In his commentary, Verleger (1995) argues against the proposal that the P300 is due to phase locked theta activity (1995). He points out that most of the power of the P300 lies in the delta range. Furthermore, he emphasizes his opinion that without incorporating a variety of ERP-experiments, any theory about brain physiology and memory will be incomplete. In my reply I refer to data which indicate that regardless of the effects of other frequency bands, theta power significantly influences the amplitude and latency of the P300. With respect to incorporating results from ERP-experiments, I argue that what would be needed is a direct comparison between ERP-results and results from comprehensive spectral analyses. For reasons outlined below, a critical issue for such a comparison would be to determine frequency bands individually for each subject.
2. In a series of interesting experiments, Basar and his coworkers have documented that auditory and visual evoked potentials are composed of significant portions of theta and alpha power. Furthermore, these data provide evidence for the view that auditory and visual evoked potentials can be described in terms of a phase locked oscillatory response within the alpha and theta band (e.g., Basar & Schormann, 1995; Schormann & Basar, 1995; and the general review in Basar, 1992). The critical question, however, whether the typical P300 can be explained in a similar way, still remains an open question on the basis of these data. However, in a study focusing on the frequency decomposition of the P300, we (Klimesch, Schimke & Pienert, 1995) have found that although most of the P300 power lies in the delta range (as Verleger has pointed out correctly), latency- and amplitude- measures were significantly influenced by the theta band.
3. When considering the fact that theta may influence the P300 significantly although most of the P300 power is due to EEG delta activity, the crucial question is where theta ends and delta begins. I think most researchers will agree that the definition of the cut off point between theta and delta is quite arbitrary. In a variety of experiments we have found repeatedly that the alpha bands must be defined individually by adjusting the two alpha bands to mean individual alpha frequency which is used as the cut off point between the lower and upper band. In Klimesch, Schimke & Schwaiger (1994) we have found in addition to this result that only if theta too is adjusted individually to the alpha bands, can the reported results about theta and episodic memory (see the target article) be observed. This means that frequency bands vary individually and that for example, a subject with a very slow mean alpha frequency would also have a slow theta, which (by the traditional view) would already be in the delta range. This finding and the fact that the P300 becomes increasingly affected by slower frequencies going from the theta to the delta range are important reasons against the traditional (sometimes extreme) low pass filtering in ERP-studies.
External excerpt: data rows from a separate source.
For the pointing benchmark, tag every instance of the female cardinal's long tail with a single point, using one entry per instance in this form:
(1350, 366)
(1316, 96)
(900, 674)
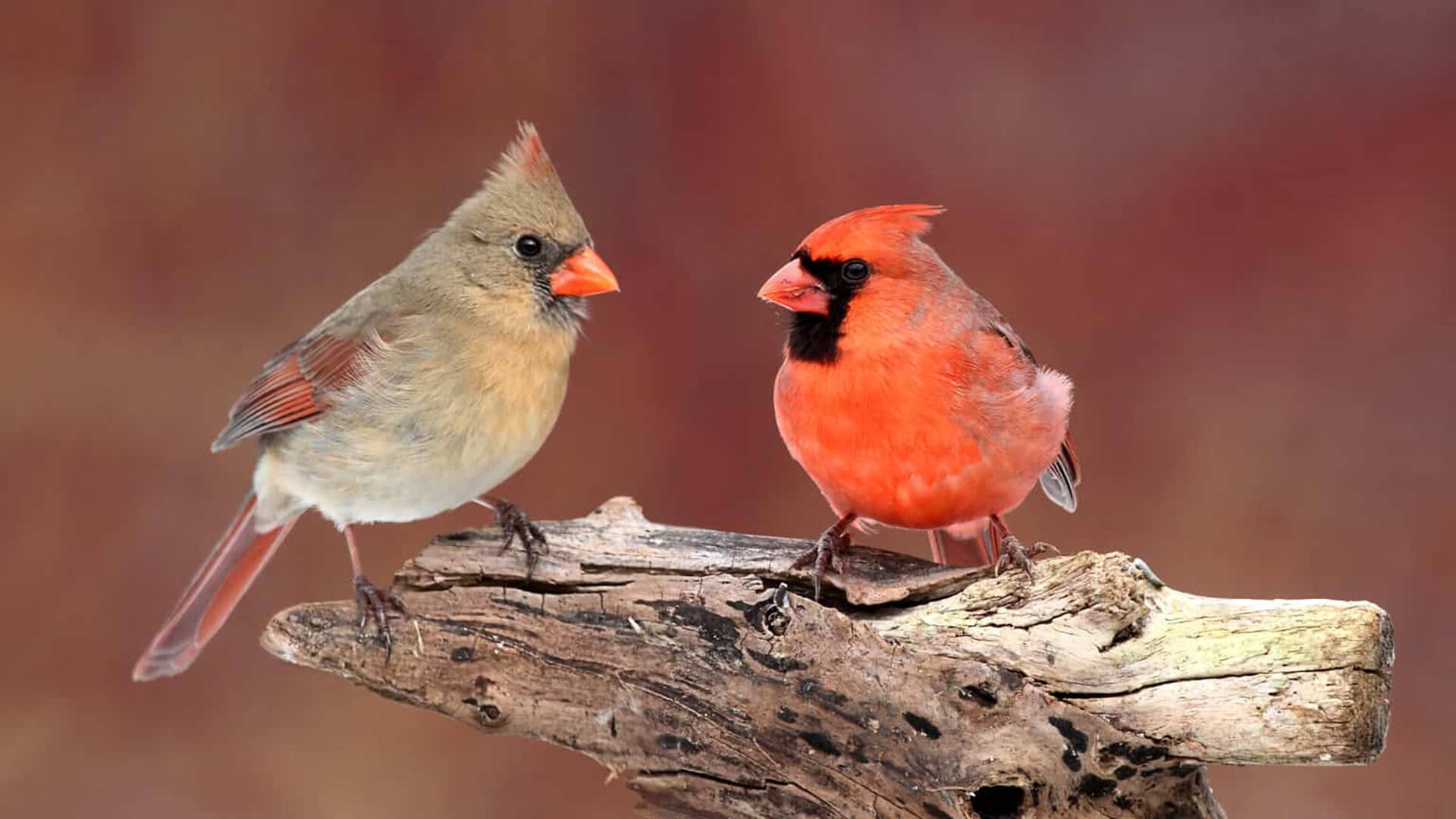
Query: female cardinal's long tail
(212, 595)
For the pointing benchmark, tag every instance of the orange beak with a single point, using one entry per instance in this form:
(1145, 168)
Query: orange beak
(582, 275)
(795, 289)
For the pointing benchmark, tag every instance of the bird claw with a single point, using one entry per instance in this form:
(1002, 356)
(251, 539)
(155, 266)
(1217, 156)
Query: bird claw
(514, 523)
(372, 601)
(1014, 554)
(826, 553)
4. Of course, Verleger is right in his opinion that the variety of interesting ERP-data he was summarizing are very important for our understanding of brain physiology and memory. However, incorporating these results into a theory of brain oscillations would require a completely new method of analyzing ERPs which nonetheless could easily be obtained. This new method would require us: a) not to use extreme low pass filtering; b) to define frequency windows individually; c) to compute filtered ERPs in a similar way Basar is doing but within individually determined frequency bands; and d) to compare the obtained results with traditional procedures. On the basis of this or a similar procedure, future research will provide valuable information about the usefulness of the proposed brain oscillation theory.
5. Finally it should also be taken into account that oscillatory processes might trigger changes in the overall threshold in large neural cell assemblies thereby generating slow potential shifts which are reflected by slow ERP components. This hypothesis is testable. What is required would be once again a systematic comparison between ERP-data and data from spectral analyses by focusing additionally on a comparison between pre- and post-stimulus processes.
Basar, E. (1992) Brain natural frequencies are causal factors for resonances and induced rhythms. In E. Basar & T. H. Bulock (eds.), Induced rhythms in the brain (p. 425-467). Boston: Birkhauser.
Basar, E., & Schormann, M. (1995) Functional aspects of evoked alpha and theta responses in humans and cats. Biological Cybernetics, in press.
Klimesch, W. (1995) Memory Processes Described as Brain Oscillations in the EEG-Alpha and Theta Bands. PSYCOLOQUY 6(6) memory-brain.1.klimesch.
Klimesch, W., Schimke, H. & Schwaiger, J. (1994) Episodic and semantic memory: An analysis in the EEG-theta and alpha band. Electroencephalography & Clinical Neuro-physiology, 91, 428-441.
Klimesch, W., Schimke, H. & Pienert, Ch. (1995) Frequency components of the P300. Manuscript in preparation.
Schormann, M. & Basar, E. (1995) Topography of alpha and theta oscillatory responses upon auditory and visual stimuli in humans. Biological Cybernetics, in press.
Verleger, R. (1995) Memory-related EEG Potentials: Slow Negativities, Priming Positivity, Recognition Positivity, and Dm. PSYCOLOQUY 6(27) memory-brain.3.verleger.